Correio braziliense, n. 20808 , 12/05/2020. Política, p.4

 

"Vamos atender 100% o Guedes"

Rosana Hessel

12/05/2020

 

 

Bolsonaro diz que amanhã decidirá sobre veto a reajuste de servidores, aprovado pelo Congresso no pacote de socorro a estados e municípios. Líderes da oposição se articulam para que trechos excluídos sejam derrubados no parlamento

Após prometer, no domingo, sancionar hoje o projeto de lei que trata do socorro emergencial aos entes federativos, o PLP 39/2020 — com veto para o dispositivo que flexibiliza o reajuste para algumas categorias, que foi aprovado pelo Congresso —, o presidente Jair Bolsonaro adiou mais uma vez a promessa feita ao ministro da Economia, Paulo Guedes, na semana passada.

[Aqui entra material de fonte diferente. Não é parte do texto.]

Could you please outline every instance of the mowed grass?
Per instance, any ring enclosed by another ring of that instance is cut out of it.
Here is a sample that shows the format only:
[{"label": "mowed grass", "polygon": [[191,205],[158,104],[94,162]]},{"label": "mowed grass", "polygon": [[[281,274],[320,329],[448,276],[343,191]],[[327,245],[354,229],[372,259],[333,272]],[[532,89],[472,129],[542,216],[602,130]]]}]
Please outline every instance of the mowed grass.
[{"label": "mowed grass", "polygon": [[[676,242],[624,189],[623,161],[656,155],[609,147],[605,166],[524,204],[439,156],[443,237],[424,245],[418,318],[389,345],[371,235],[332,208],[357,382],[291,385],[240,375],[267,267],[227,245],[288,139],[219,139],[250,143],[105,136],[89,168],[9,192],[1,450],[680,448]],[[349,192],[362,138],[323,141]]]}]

“Conversei de manhã com Paulo Guedes. Economia trabalha na questão dos vetos, e vamos atender 100% o Paulo Guedes”, disse Bolsonaro, ontem à noite, ao chegar ao Palácio da Alvorada. O ministro solicitou ao presidente vetar a parte que exclui o congelamento de salários até dezembro de 2021 algumas categorias, como profissionais da saúde e da segurança pública, militares das Forças Armadas, assistentes sociais, professores e garis. A equipe econômica sugeriu dois vetos ao texto.

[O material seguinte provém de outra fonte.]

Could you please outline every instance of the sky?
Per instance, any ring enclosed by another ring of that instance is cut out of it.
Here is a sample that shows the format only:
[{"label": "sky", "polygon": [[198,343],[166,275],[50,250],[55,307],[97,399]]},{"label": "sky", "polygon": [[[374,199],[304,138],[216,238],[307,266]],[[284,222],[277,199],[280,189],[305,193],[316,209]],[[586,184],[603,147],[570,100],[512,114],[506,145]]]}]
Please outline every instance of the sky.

Bolsonaro informou que os vetos devem ser publicados até amanhã. “Talvez quarta-feira, vamos decidir. Servidor público vai estar congelado. A tendência neste ano é ter deflação, porque todo mundo perdeu poder aquisitivo, exceto servidor público”, disse. Segundo fontes palacianas, o limite para o prazo de veto é até dia 27, e a exclusão dos trechos está “em análise” pela assessoria jurídica da Casa Civil.

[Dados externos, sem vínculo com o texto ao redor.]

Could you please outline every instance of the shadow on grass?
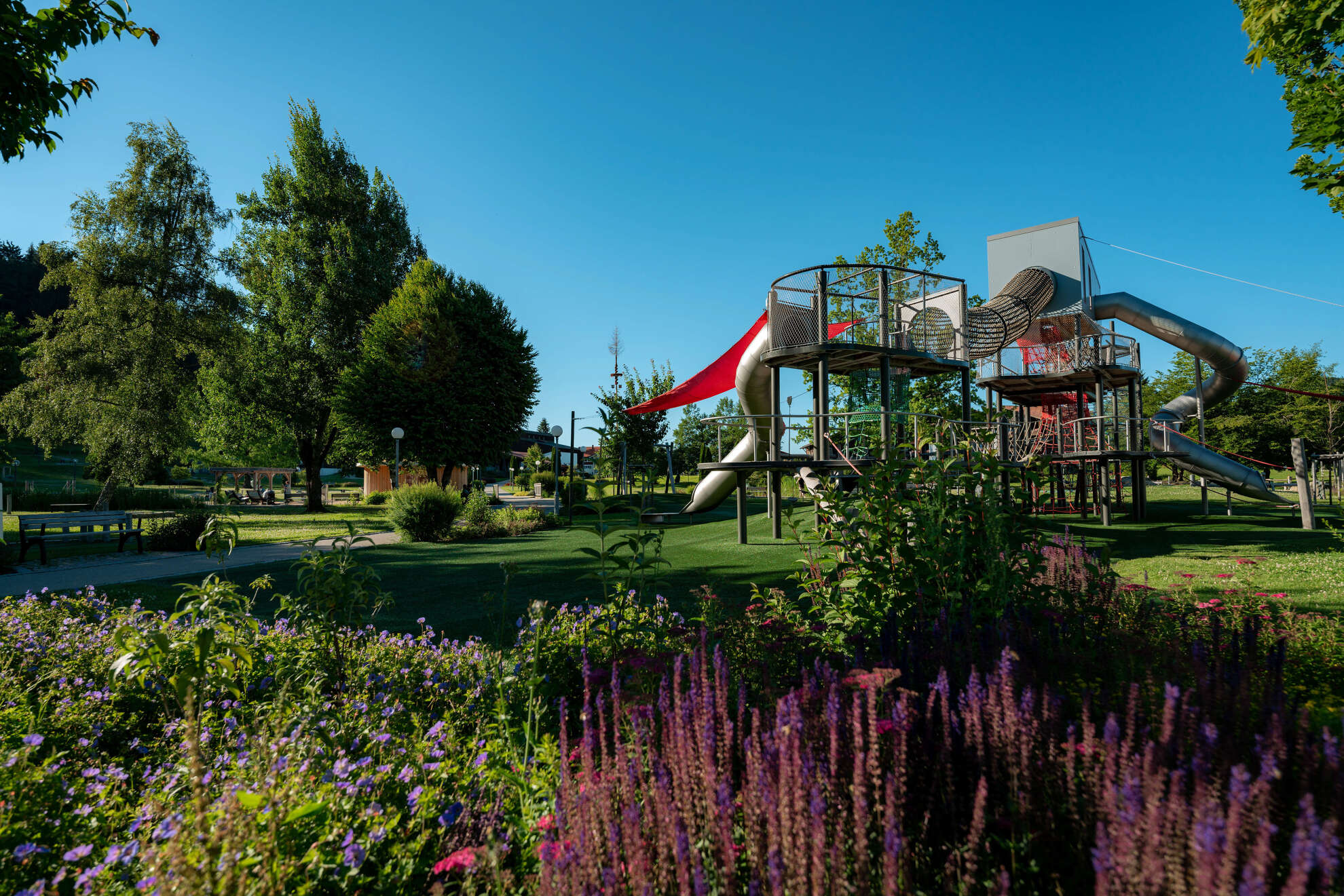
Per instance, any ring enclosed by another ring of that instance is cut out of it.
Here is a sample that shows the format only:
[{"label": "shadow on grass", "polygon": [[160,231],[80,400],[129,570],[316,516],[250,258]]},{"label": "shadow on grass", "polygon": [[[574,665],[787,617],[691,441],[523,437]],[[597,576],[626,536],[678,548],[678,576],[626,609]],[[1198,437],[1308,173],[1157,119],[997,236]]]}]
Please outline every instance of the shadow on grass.
[{"label": "shadow on grass", "polygon": [[[683,496],[659,497],[683,500]],[[753,504],[749,509],[754,513],[747,520],[750,544],[737,544],[735,514],[722,508],[714,514],[698,514],[692,524],[665,527],[664,556],[671,566],[649,590],[664,595],[673,609],[689,617],[696,613],[691,591],[700,586],[732,596],[746,595],[753,583],[762,588],[785,586],[798,568],[796,562],[801,552],[789,540],[773,541],[765,502]],[[497,602],[487,602],[484,596],[500,592],[503,563],[516,563],[519,570],[504,609],[507,638],[512,638],[515,622],[531,600],[554,606],[602,600],[605,595],[598,582],[583,578],[597,568],[597,562],[578,552],[581,547],[597,547],[595,536],[579,528],[591,517],[577,514],[574,521],[574,528],[523,536],[395,544],[360,552],[360,559],[378,572],[394,598],[394,604],[374,623],[391,631],[418,631],[419,619],[425,619],[450,638],[491,635],[497,630],[500,609]],[[626,523],[633,523],[633,517],[626,517]],[[263,618],[278,607],[274,594],[296,587],[293,563],[239,568],[226,563],[223,574],[245,588],[261,575],[273,576],[273,594],[262,596],[255,607]],[[177,580],[159,579],[109,586],[106,591],[118,602],[140,598],[146,609],[167,610],[180,594],[177,586]]]}]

Líderes da oposição, porém, já se articulam para que os vetos prometidos por Bolsonaro sejam derrubados assim que eles chegarem ao Congresso. O líder do PDT no Senado, Weverton Rocha (MA), disse que a legenda “votará pela derrubada do veto”. O partido foi um dos que propuseram emendas para que garis, professores e servidores da assistência social “não tivessem seus salários congelados ou perdas trabalhistas”. Vale lembrar que o dispositivo que flexibiliza o congelamento foi, inclusive, defendido em plenário pelo líder do governo na Câmara, o deputado Vitor Hugo (PSL-GO), a pedido de Bolsonaro. Procurado, o parlamentar não comentou o assunto.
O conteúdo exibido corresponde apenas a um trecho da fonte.